When discussing movies I hit a brick wall with Resident Evil. It is widely regarded as a weak movie, a thin story acting as excuse to bring these fantastic series of games to the big screen. However, for one, I actually quite like this movie, but what’s even worse, I totally disagree that the original Resident Evil movie is even a poor film. For the most part, I think it was well made, given a decent thriller story and does the game franchise justice.
The story starts bloody, getting you from the start. A group of scientists are exposed to some sort of virus and a military computer system, called the Red Queen, activates a program that quickly kills them off. It is a tense, gory moment that uses one particularly inventive method to behead one of the victims. We are quickly taken to Milla Jovovich waking up, naked, in a bath tub, no memory of how she got there (we’ve all been there, am I right, ladies?). Before she can even get a bearing, a group of military agents turn up, claiming that they are here to pick her up and proceed into the same laboratory we saw before that is apparently underneath the mansion, answering the distress call sent in the opening scene. When they get there, tagging along with another person who lost his memory, photos suggesting he is Alice’s husband and a reporter, who is trying to get some answers. When they confront the Red Queen, they discover that she is trying to keep whatever is lurking in the depths contained.
As far as zombie movies, this is a good set-up. We get this claustrophobic setting and a group of characters that are more than your dumb horror movie victims. The zombies are done well, obeying all of the rules that Romero set with his vision and used sparingly and precise. Even better, there is an upgraded zombie for the finale, thanks to this idea of the Umbrella Corporation having mutated monsters at hand. On top of that, we have this rogue computer system that has a few tricks up its sleeve that have been elevated to cult status, thanks to a fantastic action sequence in a laser corridor. Despite people criticising this movie, it handles its material very well and accomplishes everything it sets itself out to do.
I think the story is a good one. Paul W. S Anderson understands that he is making a video game adaptation and a daft one at that, so he needs to embrace certain qualities of B-Movies. Therefore we get some gruff commando types and as the climax of the movie kicks in, Alice suddenly does a Bourne and remembers she has some pretty cool fighting moves up her sleeve. Yes, when the zombie dogs show up, there are moments when you have to switch off the logic side of your brain and just have fun with the movie. But the original film has the correct balance of dumb fun and clever writing. There is a twist buried in the movie, that, considering we all thought this movie was a pretty straightforward dumb action, comes as a total shock and I wish more was done with this little secret.

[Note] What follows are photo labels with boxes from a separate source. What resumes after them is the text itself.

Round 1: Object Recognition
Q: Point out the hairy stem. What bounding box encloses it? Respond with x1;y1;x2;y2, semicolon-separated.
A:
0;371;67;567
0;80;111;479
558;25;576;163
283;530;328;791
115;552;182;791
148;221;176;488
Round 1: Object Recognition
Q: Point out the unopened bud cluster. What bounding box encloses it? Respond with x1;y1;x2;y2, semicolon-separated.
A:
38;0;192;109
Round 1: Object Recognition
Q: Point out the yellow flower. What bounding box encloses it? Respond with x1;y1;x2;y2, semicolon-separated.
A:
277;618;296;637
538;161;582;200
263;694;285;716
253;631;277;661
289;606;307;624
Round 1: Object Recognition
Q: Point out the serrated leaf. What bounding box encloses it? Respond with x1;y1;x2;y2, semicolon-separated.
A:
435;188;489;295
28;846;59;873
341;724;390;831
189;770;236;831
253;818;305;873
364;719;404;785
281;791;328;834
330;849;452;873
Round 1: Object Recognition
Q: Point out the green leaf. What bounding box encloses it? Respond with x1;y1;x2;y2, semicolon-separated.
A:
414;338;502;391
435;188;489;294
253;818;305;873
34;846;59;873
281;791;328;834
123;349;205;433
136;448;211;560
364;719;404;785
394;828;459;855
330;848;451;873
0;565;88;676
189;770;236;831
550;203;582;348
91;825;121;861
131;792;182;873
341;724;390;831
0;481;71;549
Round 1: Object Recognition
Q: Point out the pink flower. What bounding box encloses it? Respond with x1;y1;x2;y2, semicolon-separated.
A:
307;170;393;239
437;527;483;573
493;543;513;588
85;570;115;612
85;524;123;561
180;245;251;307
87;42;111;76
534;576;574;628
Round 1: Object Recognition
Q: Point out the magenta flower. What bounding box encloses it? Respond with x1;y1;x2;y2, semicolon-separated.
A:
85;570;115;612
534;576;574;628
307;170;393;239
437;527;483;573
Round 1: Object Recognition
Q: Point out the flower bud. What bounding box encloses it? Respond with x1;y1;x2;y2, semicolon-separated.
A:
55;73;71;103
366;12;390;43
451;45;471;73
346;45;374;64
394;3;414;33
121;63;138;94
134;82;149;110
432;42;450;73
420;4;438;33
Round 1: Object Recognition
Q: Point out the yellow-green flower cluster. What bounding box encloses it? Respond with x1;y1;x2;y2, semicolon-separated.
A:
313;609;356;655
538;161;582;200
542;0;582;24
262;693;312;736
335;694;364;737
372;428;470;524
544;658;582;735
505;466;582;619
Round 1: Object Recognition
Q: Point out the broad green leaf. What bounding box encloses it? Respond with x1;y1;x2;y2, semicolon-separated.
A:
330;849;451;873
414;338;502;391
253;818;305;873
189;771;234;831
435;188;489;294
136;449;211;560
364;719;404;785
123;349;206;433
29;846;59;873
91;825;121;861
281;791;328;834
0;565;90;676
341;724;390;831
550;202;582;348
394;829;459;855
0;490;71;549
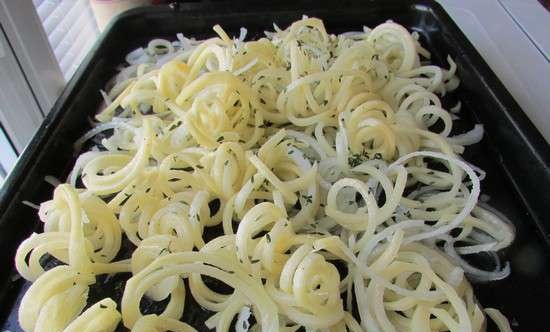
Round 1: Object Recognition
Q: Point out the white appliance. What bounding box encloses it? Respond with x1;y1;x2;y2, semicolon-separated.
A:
438;0;550;142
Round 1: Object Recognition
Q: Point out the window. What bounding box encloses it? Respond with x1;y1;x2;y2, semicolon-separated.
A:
0;0;99;184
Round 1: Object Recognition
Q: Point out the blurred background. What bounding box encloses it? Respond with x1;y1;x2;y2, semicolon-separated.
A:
0;0;550;185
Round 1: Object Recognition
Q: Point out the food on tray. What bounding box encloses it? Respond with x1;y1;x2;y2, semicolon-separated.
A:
16;17;514;332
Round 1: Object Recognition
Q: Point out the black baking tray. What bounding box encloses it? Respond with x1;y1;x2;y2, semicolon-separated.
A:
0;0;550;331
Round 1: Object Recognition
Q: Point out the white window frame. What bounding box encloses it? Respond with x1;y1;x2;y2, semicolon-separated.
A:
0;0;65;154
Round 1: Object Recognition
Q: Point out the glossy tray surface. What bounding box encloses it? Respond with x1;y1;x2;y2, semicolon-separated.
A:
0;0;550;331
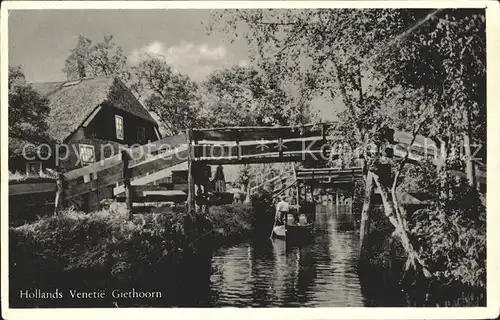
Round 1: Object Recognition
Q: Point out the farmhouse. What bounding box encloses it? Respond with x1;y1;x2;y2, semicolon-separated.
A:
11;77;160;173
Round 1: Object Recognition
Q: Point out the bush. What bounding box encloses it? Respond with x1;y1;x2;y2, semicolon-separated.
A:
207;204;254;243
9;210;201;306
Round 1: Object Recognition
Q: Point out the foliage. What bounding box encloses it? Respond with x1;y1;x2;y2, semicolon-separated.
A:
132;57;208;135
202;66;311;127
410;181;486;288
63;35;130;82
208;204;254;243
212;9;485;284
9;66;50;142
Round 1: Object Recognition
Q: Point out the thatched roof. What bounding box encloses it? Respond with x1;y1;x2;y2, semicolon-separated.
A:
31;77;157;141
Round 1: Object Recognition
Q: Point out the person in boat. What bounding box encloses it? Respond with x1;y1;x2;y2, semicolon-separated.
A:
276;196;290;224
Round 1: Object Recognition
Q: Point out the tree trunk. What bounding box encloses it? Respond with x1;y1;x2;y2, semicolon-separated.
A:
359;171;373;258
463;132;476;188
373;173;430;277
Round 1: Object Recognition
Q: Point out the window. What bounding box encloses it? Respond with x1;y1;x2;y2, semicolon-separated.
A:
80;144;95;165
26;161;42;176
115;115;123;140
137;126;146;144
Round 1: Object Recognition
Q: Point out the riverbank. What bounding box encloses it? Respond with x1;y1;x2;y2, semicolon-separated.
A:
9;206;210;307
9;199;270;307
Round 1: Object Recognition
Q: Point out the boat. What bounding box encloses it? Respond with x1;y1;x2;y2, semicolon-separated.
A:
273;214;314;240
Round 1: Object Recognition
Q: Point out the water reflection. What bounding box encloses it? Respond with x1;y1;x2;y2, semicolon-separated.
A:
210;207;365;307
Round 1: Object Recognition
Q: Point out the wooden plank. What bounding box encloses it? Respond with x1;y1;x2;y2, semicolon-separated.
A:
195;151;326;165
193;124;332;141
194;139;330;159
64;134;186;181
64;170;123;199
116;193;187;203
130;148;188;178
297;170;363;178
186;129;196;215
133;206;174;213
132;183;188;192
9;181;56;197
129;133;187;160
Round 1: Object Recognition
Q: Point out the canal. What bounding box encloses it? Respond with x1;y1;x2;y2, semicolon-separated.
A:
203;206;406;307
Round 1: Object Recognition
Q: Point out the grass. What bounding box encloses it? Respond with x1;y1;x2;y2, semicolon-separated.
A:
9;205;266;307
9;205;192;306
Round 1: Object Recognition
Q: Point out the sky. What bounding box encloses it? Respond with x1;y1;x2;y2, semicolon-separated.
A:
8;9;339;120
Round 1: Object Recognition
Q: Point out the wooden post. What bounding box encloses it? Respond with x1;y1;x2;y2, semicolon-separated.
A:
54;172;64;216
122;150;134;220
187;129;196;214
296;180;301;209
359;171;374;258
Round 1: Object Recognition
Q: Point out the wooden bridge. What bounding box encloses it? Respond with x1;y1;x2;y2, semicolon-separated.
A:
9;123;486;218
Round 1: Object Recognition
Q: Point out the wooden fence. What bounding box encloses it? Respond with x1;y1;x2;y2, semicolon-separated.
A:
9;124;486;220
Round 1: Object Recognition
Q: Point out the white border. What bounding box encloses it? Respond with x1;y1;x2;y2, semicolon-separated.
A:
0;1;500;320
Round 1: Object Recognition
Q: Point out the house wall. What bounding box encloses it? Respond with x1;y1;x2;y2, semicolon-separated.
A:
84;104;158;145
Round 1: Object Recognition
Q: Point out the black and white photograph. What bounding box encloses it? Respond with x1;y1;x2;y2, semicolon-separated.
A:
1;1;499;319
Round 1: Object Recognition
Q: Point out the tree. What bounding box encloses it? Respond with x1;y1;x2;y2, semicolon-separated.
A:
202;66;312;126
9;66;50;142
211;9;484;276
132;57;207;135
63;35;130;81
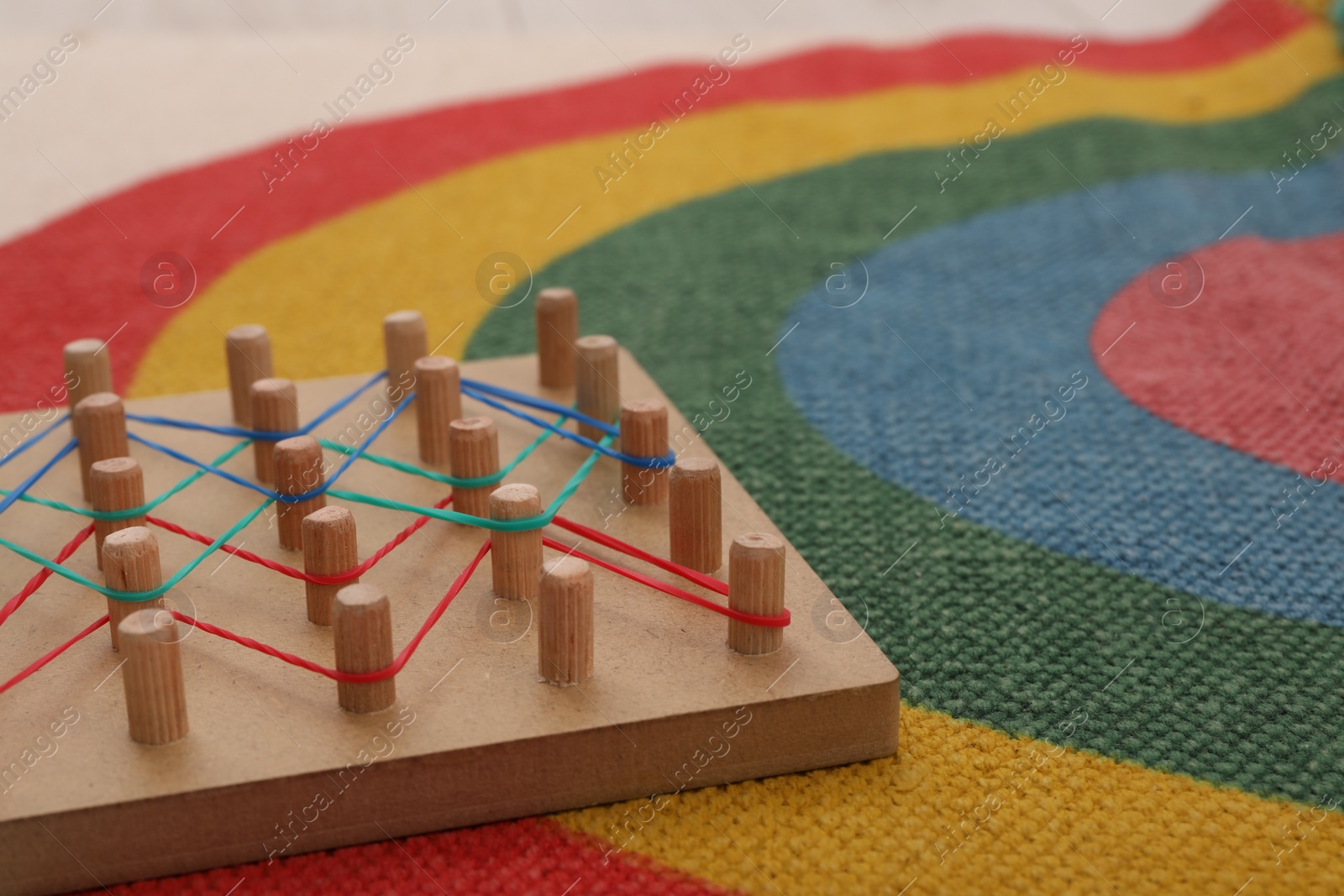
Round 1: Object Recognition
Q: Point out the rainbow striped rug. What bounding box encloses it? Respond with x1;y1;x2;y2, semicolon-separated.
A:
0;0;1344;896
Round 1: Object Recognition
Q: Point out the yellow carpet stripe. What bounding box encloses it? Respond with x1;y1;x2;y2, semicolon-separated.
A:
556;705;1344;896
130;25;1340;395
132;27;1344;896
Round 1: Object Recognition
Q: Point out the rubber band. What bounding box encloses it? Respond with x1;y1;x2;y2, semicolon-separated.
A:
0;439;78;513
462;378;621;435
0;371;790;693
328;435;612;532
0;442;251;520
0;414;70;466
0;614;108;693
131;392;415;511
462;388;676;470
126;371;387;442
0;501;273;603
144;495;453;585
0;524;92;625
318;408;554;489
167;538;491;684
542;536;790;629
551;515;728;596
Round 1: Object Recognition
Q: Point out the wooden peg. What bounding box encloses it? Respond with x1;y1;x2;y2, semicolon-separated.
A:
332;584;396;712
89;457;145;569
249;378;298;485
728;532;784;656
63;338;113;407
491;482;542;600
383;312;428;405
536;558;593;685
304;506;359;626
668;457;723;572
276;435;327;551
448;417;500;518
74;392;130;501
117;609;186;744
536;286;580;388
102;525;164;650
574;336;621;441
621;398;668;505
224;324;274;430
414;354;462;464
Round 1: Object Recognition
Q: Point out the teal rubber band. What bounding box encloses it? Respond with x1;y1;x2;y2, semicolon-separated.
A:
318;417;564;495
0;441;251;520
328;435;616;532
0;498;273;603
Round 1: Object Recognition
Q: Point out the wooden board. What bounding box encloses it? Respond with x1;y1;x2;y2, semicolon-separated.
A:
0;354;899;894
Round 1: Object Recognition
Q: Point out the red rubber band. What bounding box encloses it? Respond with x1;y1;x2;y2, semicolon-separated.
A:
0;612;108;693
144;495;453;585
542;536;790;629
0;522;92;628
168;538;491;684
553;516;728;596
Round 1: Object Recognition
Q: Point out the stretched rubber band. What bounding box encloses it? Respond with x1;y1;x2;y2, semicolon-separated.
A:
462;378;621;435
126;371;387;442
0;524;92;625
0;501;271;603
163;538;491;684
131;392;415;511
551;515;728;596
144;495;453;588
328;435;612;532
0;414;70;466
0;614;108;693
542;536;790;629
318;408;554;489
462;388;676;470
0;439;78;513
0;442;251;520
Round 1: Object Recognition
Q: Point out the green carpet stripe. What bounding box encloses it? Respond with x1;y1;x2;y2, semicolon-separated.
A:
469;79;1344;799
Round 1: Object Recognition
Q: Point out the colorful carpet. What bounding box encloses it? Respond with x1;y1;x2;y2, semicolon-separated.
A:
8;0;1344;896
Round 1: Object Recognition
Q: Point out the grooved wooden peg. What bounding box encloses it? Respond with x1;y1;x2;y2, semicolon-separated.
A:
117;609;186;744
536;286;580;388
332;584;396;712
574;336;621;441
536;558;593;685
668;457;723;572
491;482;542;600
89;457;145;569
276;435;327;551
304;506;359;626
621;398;668;504
74;392;130;501
224;324;274;430
383;312;428;405
102;525;164;650
247;378;298;485
448;417;500;517
414;354;462;464
728;532;784;656
62;338;113;416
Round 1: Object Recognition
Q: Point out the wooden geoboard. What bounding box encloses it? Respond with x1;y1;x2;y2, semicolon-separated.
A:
0;352;899;893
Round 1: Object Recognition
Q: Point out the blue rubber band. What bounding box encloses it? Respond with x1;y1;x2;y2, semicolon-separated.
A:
126;392;415;504
126;371;387;442
0;414;70;466
0;439;79;513
462;379;621;435
462;387;676;470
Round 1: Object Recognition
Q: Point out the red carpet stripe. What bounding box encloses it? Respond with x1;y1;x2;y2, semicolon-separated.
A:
89;818;728;896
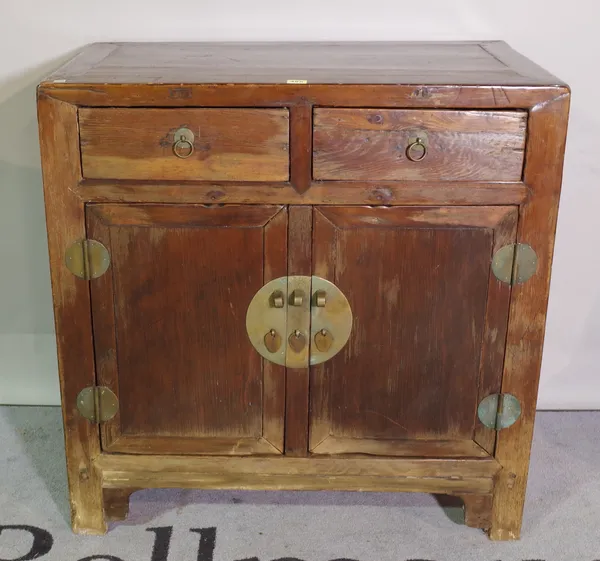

There are some great character arcs here and there are even some moderate scares. I wouldn’t call this a horror movie, but there are some moments that make you jump. My favourite part of the film is the eerie moment, when we first meet the zombies. We are introduced to the Infected by the sound of an axe being dragged slowly across the floor, the sound echoing around this lab. It is incredibly chilling and a moment that proves that this movie knows what it is doing with the material.
Acting wise, the B-Movie style begins to kick in more. I don’t think much of Eric Mabius as an actor and he becomes a little annoying at certain points of the movie (although, I like how he is the helpless love interest of the female action hero – the feminist in me appreciated that). The supporting cast are little more than gruff action heroes, even veteran actor, Colin Salmon, given very little to do, but put on a deep American accent and look intimidating. Milla Jovovich isn’t the best actress out there, but she performs Alice very well. She gets better with the character as the franchise grows, so don’t be too disheartened when she flunks a line here and there. Michelle Rodriguez is the real person to applaud here. She takes her usual bad-ass female role and gives the performance of the life-time. The script handles her character well and the make-up used on her to chart her mental descent works really well. If the zombie action isn’t doing anything for you, watch out for her and wonder where Paul W. S Anderson is taking her character.
Final Verdict: Yes, this is a dumb action movie, but it is clever in places and deserves more respect that it has been given. A very enjoyable zombie action.